Bear Luke, Campus Carrier photographer
Remakes and revivals have become a strong presence in entertainment media for some time now. Every year, the public sees new recreations of their favorite franchises, whether it be old video games, Disney movies, or revivals of beloved television shows. This would be fine if these constant remakes and revivals were not plagued with fundamental issues and a lack of understanding of the art it derives from. The problem stems from the motive surrounding these remakes and revivals, nostalgia marketing.
I am sure it was a daring idea at some point to bring a piece of media back from the grave, however, with shows like “Futurama” and “Family Guy,” as well as movies like “Cinderella (2015)” establishing a market for remakes and revivals, this opened the floodgates for revivals and remakes to be made every year. How, then, does one create a proper remake or revival, and how does one avoid creating a flawed one?
It is important to look at various examples of both. The prime example of a perfect reboot, at least in my opinion, is “DuckTales (2017).” This show is a revival of the classic Disney Afternoon show, “DuckTales.” I believe it achieves everything a remake or revival should try to achieve.
A remake or revival should do its best to achieve two things with its media. First, it should try to keep elements that make the original media memorable and artistic. Hypothetically, if one were to make a “SpongeBob SquarePants” revival after the show was over, it should feature Spongebob and the character traits that define him. If it did not feature Spongebob and/or what makes his character memorable and likable, it would feel like an entirely different show.
The “DuckTales (2017)” revival makes sure that many of their characters and themes are intact. Scrooge McDuck, the lead character of “DuckTales,” acts exactly like how he is portrayed in the original. The revival also keeps its core themes intact, making sure the product feels like how the original did emotionally and tonally.

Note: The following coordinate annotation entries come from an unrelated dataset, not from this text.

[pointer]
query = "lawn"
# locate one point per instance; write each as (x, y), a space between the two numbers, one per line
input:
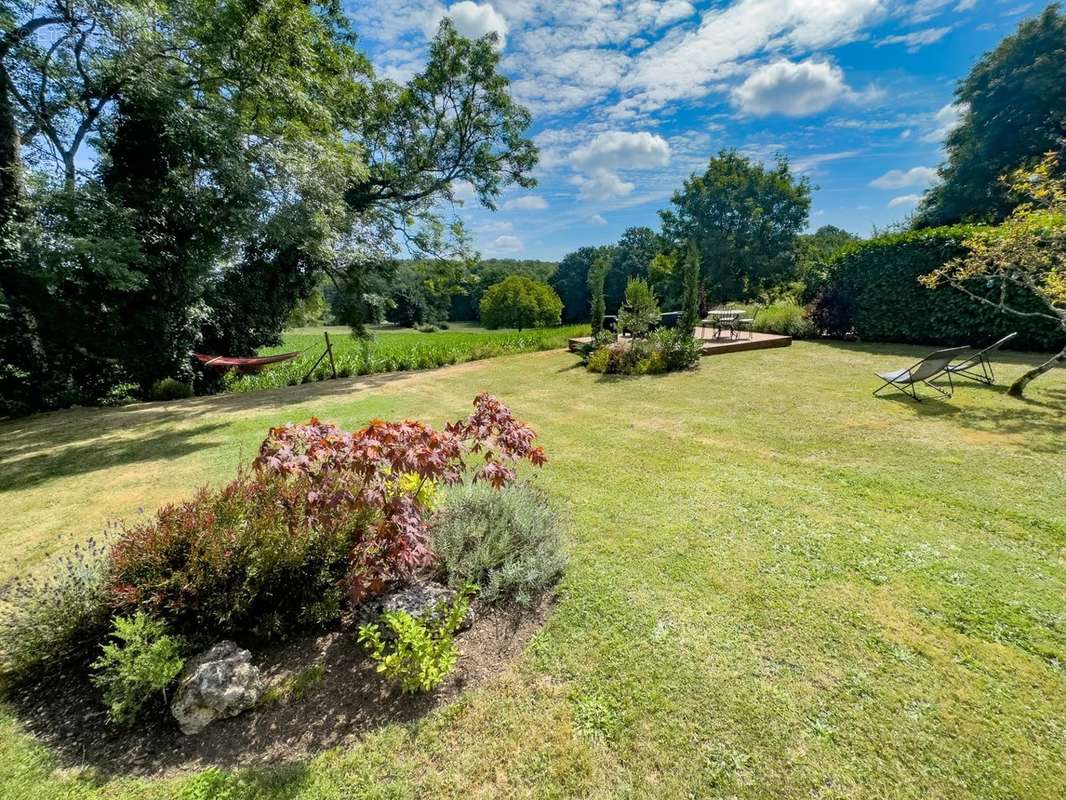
(779, 586)
(390, 349)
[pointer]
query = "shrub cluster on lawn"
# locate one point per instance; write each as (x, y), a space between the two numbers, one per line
(323, 520)
(509, 543)
(660, 351)
(787, 318)
(872, 290)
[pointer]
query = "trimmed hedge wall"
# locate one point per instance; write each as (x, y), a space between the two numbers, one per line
(872, 288)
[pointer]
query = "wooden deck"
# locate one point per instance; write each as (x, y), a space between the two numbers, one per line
(724, 345)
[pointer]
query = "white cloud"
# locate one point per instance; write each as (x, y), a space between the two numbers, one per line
(916, 176)
(945, 121)
(463, 190)
(916, 40)
(472, 20)
(527, 203)
(622, 149)
(506, 244)
(601, 185)
(905, 200)
(792, 89)
(673, 11)
(695, 63)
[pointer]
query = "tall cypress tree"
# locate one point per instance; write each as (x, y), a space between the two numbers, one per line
(596, 277)
(690, 293)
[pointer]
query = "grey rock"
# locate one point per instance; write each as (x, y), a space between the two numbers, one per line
(219, 683)
(421, 600)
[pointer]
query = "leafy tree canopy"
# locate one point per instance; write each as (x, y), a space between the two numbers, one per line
(1015, 111)
(520, 302)
(744, 219)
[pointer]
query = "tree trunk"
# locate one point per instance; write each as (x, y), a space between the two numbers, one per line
(1019, 386)
(10, 157)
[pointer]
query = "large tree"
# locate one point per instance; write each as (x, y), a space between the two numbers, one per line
(743, 218)
(1014, 111)
(249, 152)
(571, 282)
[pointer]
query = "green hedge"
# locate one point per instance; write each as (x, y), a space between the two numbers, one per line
(872, 287)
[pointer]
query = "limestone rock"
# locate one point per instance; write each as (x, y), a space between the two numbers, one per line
(219, 683)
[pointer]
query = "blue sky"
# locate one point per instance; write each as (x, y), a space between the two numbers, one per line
(629, 98)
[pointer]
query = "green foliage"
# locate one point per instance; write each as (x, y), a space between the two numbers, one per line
(1015, 111)
(641, 310)
(571, 282)
(170, 388)
(597, 273)
(631, 257)
(392, 352)
(662, 351)
(481, 274)
(507, 542)
(744, 219)
(873, 287)
(49, 621)
(417, 654)
(520, 302)
(678, 348)
(690, 294)
(785, 318)
(141, 662)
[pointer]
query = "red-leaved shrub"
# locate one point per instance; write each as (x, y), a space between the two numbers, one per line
(324, 513)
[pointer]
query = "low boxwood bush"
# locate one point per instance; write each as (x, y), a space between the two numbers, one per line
(140, 664)
(417, 654)
(49, 621)
(507, 542)
(872, 290)
(785, 318)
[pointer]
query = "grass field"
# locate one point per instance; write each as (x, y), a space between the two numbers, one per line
(391, 349)
(779, 586)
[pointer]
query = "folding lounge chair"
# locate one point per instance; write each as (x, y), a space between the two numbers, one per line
(979, 366)
(933, 365)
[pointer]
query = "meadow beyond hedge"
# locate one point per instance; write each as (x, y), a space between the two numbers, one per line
(874, 287)
(398, 352)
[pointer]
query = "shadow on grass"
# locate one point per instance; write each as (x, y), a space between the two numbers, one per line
(78, 441)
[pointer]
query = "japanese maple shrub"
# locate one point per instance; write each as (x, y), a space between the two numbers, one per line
(324, 518)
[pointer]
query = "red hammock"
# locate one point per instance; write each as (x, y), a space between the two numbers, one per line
(244, 366)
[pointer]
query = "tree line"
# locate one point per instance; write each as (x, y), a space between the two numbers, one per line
(180, 175)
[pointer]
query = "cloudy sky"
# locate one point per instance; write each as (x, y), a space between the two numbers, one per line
(629, 98)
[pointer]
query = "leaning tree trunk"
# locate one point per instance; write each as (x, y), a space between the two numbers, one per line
(1018, 387)
(10, 163)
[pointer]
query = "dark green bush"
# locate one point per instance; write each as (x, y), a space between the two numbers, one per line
(872, 290)
(48, 622)
(140, 662)
(520, 302)
(785, 318)
(170, 388)
(507, 541)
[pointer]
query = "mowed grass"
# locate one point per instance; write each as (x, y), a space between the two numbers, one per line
(390, 349)
(780, 587)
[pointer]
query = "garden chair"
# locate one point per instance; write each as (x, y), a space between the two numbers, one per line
(982, 360)
(923, 371)
(746, 323)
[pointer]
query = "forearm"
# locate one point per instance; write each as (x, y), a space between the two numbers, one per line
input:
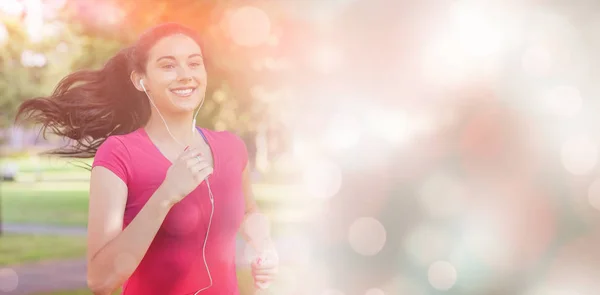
(116, 261)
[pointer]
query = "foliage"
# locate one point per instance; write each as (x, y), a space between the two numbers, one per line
(86, 33)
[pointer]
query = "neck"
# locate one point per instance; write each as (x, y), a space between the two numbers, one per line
(179, 126)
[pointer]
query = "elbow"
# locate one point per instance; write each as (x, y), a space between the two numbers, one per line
(98, 285)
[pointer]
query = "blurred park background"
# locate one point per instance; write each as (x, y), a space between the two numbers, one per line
(399, 147)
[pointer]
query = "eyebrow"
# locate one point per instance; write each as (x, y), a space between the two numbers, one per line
(173, 58)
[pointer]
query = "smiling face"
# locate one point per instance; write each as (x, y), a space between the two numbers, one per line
(175, 75)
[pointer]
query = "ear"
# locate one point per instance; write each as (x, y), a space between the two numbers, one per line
(135, 79)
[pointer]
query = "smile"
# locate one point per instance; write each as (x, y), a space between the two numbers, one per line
(183, 92)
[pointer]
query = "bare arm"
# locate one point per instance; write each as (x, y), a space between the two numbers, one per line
(114, 253)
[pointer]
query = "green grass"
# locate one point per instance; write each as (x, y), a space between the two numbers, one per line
(244, 280)
(66, 202)
(16, 248)
(58, 203)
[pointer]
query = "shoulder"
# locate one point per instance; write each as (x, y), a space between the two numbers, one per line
(114, 154)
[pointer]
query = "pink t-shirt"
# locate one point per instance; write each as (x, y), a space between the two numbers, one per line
(173, 264)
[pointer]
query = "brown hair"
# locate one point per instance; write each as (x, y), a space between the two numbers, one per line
(89, 105)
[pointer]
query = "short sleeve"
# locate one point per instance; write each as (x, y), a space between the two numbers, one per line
(114, 156)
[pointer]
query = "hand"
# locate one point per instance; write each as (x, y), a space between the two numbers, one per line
(265, 269)
(185, 174)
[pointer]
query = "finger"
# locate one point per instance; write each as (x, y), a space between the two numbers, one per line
(261, 285)
(199, 165)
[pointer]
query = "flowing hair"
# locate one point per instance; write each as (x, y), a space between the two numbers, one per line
(87, 106)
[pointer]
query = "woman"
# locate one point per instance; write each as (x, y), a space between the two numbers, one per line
(166, 198)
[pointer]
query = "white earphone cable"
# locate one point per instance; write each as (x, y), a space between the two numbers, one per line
(210, 194)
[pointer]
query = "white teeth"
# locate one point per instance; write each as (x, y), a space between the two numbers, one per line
(183, 92)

“Lion King (2019),” a remake of the well-renowned “Lion King,” is a poor example of a remake. Some of the characters, like the villain, Scar, are different in tone and execution, and the movie simply cannot work under its own vision. The director, Jon Favreau, desired to make the animals in the film as realistic as possible, but that causes the revival to lack what made the original special. The original animation was designed to be as expressive and emotionally moving. To have the revival’s mantra be so counterintuitive to the original’s vision means that the revival lacks what makes the original so beloved.
The other rule that every remake or revival should follow is that there should be some aspects of the original changed and that those changes should fit the context of that revival. If one makes a movie almost identical to the original, the movie then feels like a carbon copy. It is not unique or artistic and feels like a retelling for profit.
Disney remakes once again fail here, as “Beauty and the Beast (2017)” almost feels indistinguishable from its animated original. The only way the movie is different is in its portrayal through live-action. No change in story or art comes from making it live-action, it was only done to give “reason” for the remake’s existence.
“DuckTales (2017)” does have an artistic reason to exist, however. In the show, the three siblings, Huey, Dewey, and Louie, are given completely different personalities from their original counterparts. This is a change that reasonably impacts the end product and thus gives the work meaning.
The siblings in the original did not have much difference in their personalities, and were basically the same character. The revival thought it would be better and more distinct if the characters had different personalities. Huey is smart, Dewey is tough, and Louie is sharp. The creators took aspects from the original and redesigned them to fit with the revival’s new iterations of the triplets.
This is what a perfect remake or revival should desire to do: find the perfect middle ground between rules one and two by keeping important characters and themes intact, while also changing up aspects to fit the context. “DuckTales (2017)” is a perfect revival, and if one were to follow the rules to creating a perfect remake or revival like it has, then it would be perfect.